PhD Position F/M Exploitation and Structuring of Heterogeneous Geological Data and Knowledge

Le descriptif de l’offre ci-dessous est en Anglais

Type de contrat : CDD

Niveau de diplôme exigé : Bac + 5 ou équivalent

Fonction : Doctorant

Contexte et atouts du poste

This PhD position is in the context of a national collaboration between Inria and BRGM (the French geological survey) on augmenting the scientific process of geologists – more specifically, this position is about exploiting data and knowledge available to geologists before field campaigns, in the form of previous reports, maps, scientific publications, databases, etc., about the location surveyed.

The PhD will be co-supervised by:

  • Pierre Senellart (Valda team at Inria Paris, where the PhD student will be primarily located)
  • Ioana Manolescu (Cedar team at Inria Saclay)
  • Cécile Gracianne (BRGM)

Mission confiée

Motivation : Careful preparation is essential for organizing a field campaign, encompassing both logistical tasks such as acquiring and readying equipment and arranging travel, as well as scientific considerations. Prior to each field campaign, a preparatory phase is undertaken, utilizing existing knowledge to appropriately scale the data acquisition efforts. This involves aligning the scientific requirements and objectives of the campaign with the project's constraints, including budget, time, and data management. Geologists employ various data sources—whether unstructured, semi-structured, or structured, such as scientific reports, publications, and databases—to enhance their understanding of the study area before selecting and developing the most promising scientific hypotheses for testing or confirmation during the field campaign. Throughout the field campaign, geologists generate data of varying structure based on their observations and measurements.

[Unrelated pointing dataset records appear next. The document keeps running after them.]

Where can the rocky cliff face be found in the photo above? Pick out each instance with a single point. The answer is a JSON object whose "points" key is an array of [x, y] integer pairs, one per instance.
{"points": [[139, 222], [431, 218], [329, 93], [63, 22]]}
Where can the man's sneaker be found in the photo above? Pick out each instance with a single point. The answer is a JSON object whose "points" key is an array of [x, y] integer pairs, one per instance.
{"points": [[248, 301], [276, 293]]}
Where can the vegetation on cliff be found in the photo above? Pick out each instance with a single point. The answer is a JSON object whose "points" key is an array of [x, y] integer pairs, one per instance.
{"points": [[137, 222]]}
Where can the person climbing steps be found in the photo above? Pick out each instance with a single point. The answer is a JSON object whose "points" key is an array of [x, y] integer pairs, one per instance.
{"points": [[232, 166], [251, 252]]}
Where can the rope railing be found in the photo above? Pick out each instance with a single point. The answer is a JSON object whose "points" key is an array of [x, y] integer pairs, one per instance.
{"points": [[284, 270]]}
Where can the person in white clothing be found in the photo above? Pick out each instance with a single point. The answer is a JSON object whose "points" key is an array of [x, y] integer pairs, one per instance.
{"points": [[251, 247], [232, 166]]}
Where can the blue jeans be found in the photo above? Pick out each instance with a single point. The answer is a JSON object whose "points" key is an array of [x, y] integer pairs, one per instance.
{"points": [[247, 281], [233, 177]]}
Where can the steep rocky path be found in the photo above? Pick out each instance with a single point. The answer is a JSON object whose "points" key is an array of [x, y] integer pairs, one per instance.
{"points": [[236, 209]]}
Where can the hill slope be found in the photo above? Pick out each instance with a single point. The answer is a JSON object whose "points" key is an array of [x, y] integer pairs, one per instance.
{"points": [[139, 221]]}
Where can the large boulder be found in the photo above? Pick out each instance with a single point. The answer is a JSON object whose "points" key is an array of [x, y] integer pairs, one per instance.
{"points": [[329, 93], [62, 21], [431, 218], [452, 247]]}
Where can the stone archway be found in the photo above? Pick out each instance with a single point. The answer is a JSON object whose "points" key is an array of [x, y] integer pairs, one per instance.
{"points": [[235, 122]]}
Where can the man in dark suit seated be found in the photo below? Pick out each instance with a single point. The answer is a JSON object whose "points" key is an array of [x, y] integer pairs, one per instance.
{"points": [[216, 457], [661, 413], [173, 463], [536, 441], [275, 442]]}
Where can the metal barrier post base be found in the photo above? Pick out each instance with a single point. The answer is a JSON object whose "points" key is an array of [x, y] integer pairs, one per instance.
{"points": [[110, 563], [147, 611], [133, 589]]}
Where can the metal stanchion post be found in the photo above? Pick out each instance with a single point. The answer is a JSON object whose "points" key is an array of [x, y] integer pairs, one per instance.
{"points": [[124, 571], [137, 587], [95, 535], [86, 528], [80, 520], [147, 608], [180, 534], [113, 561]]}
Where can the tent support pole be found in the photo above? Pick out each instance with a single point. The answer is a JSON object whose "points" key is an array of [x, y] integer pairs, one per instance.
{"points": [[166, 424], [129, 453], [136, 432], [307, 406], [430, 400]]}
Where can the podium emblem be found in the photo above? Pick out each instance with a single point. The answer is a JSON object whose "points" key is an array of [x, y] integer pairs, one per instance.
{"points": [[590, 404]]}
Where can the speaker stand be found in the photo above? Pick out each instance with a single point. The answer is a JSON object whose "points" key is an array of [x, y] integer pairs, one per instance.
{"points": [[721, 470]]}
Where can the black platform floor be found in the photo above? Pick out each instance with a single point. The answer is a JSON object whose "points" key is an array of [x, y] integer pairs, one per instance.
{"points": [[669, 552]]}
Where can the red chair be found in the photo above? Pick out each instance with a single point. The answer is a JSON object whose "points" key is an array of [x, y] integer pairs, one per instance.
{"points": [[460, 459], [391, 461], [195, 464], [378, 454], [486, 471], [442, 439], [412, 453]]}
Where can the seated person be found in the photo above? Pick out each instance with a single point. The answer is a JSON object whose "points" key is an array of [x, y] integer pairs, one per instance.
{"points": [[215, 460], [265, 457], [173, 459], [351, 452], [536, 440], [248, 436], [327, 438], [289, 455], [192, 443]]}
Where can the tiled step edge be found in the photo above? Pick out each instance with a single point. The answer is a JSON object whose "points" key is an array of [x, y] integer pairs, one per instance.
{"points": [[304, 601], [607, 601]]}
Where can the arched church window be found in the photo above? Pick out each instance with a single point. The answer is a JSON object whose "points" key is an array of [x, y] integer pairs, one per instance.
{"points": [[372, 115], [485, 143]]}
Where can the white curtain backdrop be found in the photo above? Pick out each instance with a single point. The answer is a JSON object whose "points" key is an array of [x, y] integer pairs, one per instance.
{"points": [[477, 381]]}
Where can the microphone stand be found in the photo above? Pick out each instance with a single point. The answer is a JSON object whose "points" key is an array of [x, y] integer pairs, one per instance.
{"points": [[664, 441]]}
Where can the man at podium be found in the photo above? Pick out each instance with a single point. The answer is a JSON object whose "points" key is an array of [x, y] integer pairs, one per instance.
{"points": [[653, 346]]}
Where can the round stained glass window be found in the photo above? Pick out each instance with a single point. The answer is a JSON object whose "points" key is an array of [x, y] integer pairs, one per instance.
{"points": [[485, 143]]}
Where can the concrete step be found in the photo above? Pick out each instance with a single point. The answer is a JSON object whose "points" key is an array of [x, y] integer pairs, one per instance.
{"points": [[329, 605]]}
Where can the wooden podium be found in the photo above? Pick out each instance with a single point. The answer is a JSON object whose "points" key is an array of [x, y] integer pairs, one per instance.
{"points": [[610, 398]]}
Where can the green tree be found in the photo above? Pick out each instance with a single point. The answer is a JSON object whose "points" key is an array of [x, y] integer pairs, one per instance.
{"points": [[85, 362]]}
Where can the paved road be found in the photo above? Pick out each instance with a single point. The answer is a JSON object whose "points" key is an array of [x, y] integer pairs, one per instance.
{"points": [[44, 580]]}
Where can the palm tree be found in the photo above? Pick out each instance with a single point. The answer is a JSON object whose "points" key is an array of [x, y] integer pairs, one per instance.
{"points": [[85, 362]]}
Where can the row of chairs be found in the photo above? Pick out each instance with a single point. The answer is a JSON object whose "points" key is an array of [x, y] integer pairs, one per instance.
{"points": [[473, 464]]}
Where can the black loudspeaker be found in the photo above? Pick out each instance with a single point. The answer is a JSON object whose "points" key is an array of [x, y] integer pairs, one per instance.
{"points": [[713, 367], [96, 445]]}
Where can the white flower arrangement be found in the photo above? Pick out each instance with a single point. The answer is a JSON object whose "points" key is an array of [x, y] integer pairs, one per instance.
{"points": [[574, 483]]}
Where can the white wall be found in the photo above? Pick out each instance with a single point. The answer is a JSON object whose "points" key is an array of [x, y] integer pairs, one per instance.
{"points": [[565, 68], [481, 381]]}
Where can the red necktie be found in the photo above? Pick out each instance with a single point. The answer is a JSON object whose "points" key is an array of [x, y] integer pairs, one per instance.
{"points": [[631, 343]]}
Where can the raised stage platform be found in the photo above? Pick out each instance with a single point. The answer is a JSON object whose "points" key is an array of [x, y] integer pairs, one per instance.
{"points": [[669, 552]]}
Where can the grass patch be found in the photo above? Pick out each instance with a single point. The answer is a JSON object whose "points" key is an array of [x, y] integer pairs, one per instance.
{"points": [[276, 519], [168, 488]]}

The ability to compare this acquired data with initial hypotheses in real-time during the campaign, rather than upon return, allows for adjustments to the action plan in response to unforeseen constraints, such as inaccessible measurement sites or changes in the relevance of certain points. The PhD focuses on developing tools and methodologies to select, extract, and link the necessary data for field campaign setup while promoting the on-site utilization of acquired data during the campaign.

Challenges : The PhD addresses the question of enhancing the accessibility and reusability of BRGM's wealth of information by endowing it with metadata or restructuring it for more effective utilization. This involves tackling several scientific challenges. There is the intricate task of extracting information from BRGM's diverse document corpora, aiming to efficiently incorporate geographical/spatial and other annotations into the data and documents.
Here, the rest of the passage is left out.